With a median follow-up of 30.3 months (range, 6–72.4), the Kaplan-Meier estimate of overall survival (OS) at 2 years was comparable between both groups [52% (95%CI, 42–61%) in the dUCB group versus 48% (95%CI, 32–62%) in the 9/10 group, P=0.55]. The cumulative incidence of NRM was 26% in the dUCB group versus 24% in the 9/10 group (P=0.95). Grade 3–4 acute GVHD and extensive chronic GVHD incidences were 20% versus 21.4% (P=0.83), and 6% versus 21% (P=0.02), in the dUCB group versus the 9/10 group, respectively. The cumulative incidence of relapse was 34% in the dUCB group versus 38% in the 9/10 group (P=0.63). Finally, the estimate of progression-free survival (PFS) at 2 years was 43% (95%CI, 34–52%) in the dUCB group versus 38% (95%CI, 23–53%) in the 9/10 group (P=0.55). In multivariable analysis including the most important parameters associated with outcome (patient's age at transplantation, patient's sex, diagnosis, disease status at transplantation, use of ATG, GVHD prophylaxis), the stem cell source (dUCB versus 9/10) did not have any significant impact on OS (HR=0.92 (95% CI, 0.41–2.08); P=0.86)

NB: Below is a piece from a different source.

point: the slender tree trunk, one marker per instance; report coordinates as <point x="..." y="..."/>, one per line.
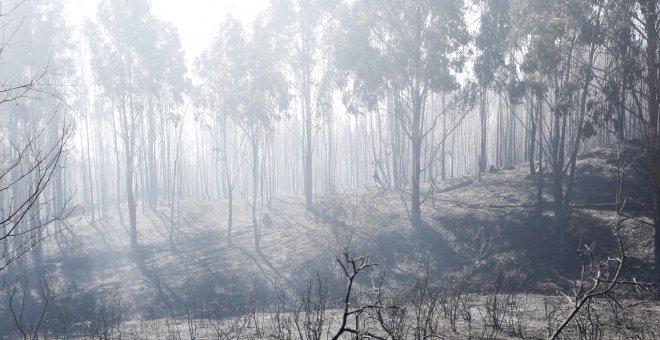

These data suggest that dUCB is likely a valid alternative graft source compared to 9/10 mismatched unrelated donors in the setting of RIC allo-SCT since both donor types showed similar results in terms of OS, PFS, disease relapse, and acute GVHD incidence. However, the significantly lower incidence of extensive chronic GVHD in the dUCB group is an important and major finding, highlighting the need for a prospective randomized study in this field.

No relevant conflicts of interest to declare.